Hmmm i wonder how long it would take somebody to solve all those cubes


----------



## 4Chan (Oct 26, 2009)

According to the UWR, around a day or so.


----------



## masterofthebass (Oct 26, 2009)

This is from Cubeworks. I know sarah and eric were working with the 'artist' at some point. Not sure who worked on this.


----------



## Edward (Oct 26, 2009)

Holy crap, i wonder if this is that guy who wanted to get like 600 cubes cheap.


----------



## Sa967St (Oct 26, 2009)

masterofthebass said:


> This is from Cubeworks. I know sarah and eric were working with the 'artist' at some point. Not sure who worked on this.


 Eric did most of it. I only did a few panels



brunson said:


> 4,050 cubes. Someone has way too much time on their hands.


 but we got paid 



Sandbest said:


> sub_zero1983 said:
> 
> 
> > Hmmm i wonder how long it would take somebody to solve all those cubes
> ...


they were very cheap cubes, like the ones you can buy at the dollar store, and so I'm pretty sure it would take much longer than that


----------



## IamWEB (Oct 26, 2009)

THAT IS AWESOME.


----------



## DavidSanders (Oct 26, 2009)

That is well done. I would like to see it in person. Anyone know exactly where it is being held?


----------



## Sa967St (Oct 26, 2009)

DavidSanders said:


> That is well done. I would like to see it in person. Anyone know exactly where it is being held?
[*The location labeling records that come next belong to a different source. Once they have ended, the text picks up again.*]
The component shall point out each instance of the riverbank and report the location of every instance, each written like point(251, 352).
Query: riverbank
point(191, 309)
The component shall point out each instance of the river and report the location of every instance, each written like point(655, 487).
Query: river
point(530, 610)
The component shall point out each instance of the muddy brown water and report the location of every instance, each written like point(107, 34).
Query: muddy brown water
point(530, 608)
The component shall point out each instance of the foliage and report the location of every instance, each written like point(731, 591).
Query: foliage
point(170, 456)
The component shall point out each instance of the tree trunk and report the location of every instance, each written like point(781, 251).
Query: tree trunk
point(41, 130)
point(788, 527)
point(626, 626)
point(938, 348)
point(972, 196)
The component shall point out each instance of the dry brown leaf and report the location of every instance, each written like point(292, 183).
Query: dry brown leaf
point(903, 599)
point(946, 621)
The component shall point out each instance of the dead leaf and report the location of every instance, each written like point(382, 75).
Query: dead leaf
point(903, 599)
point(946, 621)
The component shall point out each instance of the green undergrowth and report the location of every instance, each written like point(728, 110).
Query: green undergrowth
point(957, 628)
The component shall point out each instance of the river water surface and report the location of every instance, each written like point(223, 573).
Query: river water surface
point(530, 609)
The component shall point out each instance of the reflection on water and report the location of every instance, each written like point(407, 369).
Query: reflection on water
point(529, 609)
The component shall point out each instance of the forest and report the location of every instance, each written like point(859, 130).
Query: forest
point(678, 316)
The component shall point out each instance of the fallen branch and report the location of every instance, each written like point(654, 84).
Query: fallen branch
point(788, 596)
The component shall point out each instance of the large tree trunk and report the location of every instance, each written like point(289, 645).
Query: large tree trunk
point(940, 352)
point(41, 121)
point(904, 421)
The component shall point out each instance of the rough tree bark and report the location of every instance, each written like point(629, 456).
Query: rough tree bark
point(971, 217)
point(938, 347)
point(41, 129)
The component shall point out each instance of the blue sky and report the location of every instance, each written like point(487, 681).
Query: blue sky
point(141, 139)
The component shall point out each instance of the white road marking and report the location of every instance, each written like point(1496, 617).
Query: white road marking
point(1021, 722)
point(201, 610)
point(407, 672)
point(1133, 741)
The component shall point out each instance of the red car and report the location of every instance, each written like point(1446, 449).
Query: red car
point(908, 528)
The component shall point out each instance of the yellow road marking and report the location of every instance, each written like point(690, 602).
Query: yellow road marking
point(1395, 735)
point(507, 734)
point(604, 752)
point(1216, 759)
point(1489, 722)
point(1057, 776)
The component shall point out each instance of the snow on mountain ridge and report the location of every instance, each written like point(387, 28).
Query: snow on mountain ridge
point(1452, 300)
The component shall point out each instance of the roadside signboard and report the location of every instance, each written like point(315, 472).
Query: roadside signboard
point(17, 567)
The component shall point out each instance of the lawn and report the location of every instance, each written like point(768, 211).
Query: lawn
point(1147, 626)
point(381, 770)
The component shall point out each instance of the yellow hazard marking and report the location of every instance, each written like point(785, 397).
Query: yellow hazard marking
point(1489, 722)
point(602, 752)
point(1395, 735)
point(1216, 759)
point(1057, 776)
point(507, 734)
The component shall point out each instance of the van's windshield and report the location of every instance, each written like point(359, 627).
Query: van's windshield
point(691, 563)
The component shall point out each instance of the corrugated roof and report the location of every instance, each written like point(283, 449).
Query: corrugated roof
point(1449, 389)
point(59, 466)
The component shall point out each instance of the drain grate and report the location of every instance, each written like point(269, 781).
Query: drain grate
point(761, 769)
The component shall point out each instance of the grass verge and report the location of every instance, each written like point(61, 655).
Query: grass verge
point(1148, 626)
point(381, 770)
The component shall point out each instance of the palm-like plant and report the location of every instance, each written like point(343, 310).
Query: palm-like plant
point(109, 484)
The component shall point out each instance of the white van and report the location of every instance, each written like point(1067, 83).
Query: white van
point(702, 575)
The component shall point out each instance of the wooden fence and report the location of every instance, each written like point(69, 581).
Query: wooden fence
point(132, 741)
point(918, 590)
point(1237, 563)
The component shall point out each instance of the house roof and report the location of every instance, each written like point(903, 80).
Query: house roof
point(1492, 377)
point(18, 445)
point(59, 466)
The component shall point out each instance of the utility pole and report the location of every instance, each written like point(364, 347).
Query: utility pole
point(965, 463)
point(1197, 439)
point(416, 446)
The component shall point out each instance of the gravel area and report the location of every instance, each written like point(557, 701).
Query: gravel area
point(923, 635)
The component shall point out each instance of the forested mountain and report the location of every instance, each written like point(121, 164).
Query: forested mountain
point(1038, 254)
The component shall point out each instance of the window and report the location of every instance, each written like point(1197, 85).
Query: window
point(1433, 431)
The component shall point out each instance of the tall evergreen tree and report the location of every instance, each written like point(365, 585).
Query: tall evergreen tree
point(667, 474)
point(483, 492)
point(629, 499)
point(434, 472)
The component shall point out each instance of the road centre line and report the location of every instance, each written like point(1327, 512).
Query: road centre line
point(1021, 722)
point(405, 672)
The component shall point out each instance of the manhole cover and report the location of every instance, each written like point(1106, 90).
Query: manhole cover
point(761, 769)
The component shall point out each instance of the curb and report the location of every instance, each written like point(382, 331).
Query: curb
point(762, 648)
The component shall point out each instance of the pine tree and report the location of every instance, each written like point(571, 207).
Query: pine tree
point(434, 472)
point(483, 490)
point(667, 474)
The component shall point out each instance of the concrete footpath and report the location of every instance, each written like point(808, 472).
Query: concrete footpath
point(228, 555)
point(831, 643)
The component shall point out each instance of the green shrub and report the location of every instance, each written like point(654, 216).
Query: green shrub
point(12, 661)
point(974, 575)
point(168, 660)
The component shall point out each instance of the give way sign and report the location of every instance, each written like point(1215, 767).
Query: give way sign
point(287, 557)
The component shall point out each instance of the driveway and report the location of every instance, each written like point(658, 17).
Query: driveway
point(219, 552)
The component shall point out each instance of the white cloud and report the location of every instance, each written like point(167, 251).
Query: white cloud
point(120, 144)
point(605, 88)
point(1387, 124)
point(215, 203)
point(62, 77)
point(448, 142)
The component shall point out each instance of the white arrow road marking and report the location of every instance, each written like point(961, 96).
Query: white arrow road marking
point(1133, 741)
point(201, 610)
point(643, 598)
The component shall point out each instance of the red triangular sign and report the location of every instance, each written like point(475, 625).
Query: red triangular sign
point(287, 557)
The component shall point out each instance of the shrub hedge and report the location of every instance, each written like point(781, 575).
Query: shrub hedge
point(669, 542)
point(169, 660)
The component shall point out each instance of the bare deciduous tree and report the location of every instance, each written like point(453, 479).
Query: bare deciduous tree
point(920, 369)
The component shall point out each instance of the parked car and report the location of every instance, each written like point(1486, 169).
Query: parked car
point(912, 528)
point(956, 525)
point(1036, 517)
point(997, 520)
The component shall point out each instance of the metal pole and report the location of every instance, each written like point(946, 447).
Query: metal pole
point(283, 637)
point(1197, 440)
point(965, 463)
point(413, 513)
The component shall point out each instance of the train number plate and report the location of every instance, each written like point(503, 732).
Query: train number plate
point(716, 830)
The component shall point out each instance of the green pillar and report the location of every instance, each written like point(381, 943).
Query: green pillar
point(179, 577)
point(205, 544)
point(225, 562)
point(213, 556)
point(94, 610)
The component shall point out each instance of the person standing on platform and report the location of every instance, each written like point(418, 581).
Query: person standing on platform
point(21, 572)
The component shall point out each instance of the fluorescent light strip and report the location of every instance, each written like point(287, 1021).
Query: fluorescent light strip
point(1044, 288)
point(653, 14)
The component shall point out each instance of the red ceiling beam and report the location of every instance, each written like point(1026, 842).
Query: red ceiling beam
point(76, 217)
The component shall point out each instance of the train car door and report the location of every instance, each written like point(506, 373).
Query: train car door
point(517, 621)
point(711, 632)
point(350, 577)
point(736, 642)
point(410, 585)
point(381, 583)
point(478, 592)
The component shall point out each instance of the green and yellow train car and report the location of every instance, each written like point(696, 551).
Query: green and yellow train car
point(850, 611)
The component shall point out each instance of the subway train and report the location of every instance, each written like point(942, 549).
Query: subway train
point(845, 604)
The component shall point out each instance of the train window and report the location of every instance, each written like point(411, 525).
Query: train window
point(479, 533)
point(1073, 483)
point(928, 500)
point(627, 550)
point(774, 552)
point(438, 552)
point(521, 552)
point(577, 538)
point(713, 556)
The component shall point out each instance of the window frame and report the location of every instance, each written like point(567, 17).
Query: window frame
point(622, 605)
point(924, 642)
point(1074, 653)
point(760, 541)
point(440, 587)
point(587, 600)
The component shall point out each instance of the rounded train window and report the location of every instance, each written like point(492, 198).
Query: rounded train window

'twas sent to the guy in Florida who bought it ...


----------



## IamWEB (Oct 26, 2009)

How much were you paid for helping?


----------



## JLarsen (Oct 26, 2009)

Why is it all cube related news is incredibly short? They can't do a little research? Go a little more in depth? It was like 5 sentences...


----------



## fundash (Oct 27, 2009)

Sn3kyPandaMan said:


> Why is it all cube related news is incredibly short? They can't do a little research? Go a little more in depth? It was like 5 sentences...


+1

I agree with you.


----------



## guitardude7241 (Oct 27, 2009)

I remember this guy asking for cubes... that's some pretty good art!


----------



## Twofu2 (Oct 28, 2009)

I agree, but wow! That's Amazing! That must have taken alot of time and dedication. Imagine you're almost done and suddenly a ball hits it and destroys it. Just saying...


----------



## Sa967St (Nov 17, 2009)

~bump~

there's an article about this 
http://www.metronews.ca/toronto/local/article/367893--cubing-supper

also, the original video was removed, but someone else re-uploaded it:


----------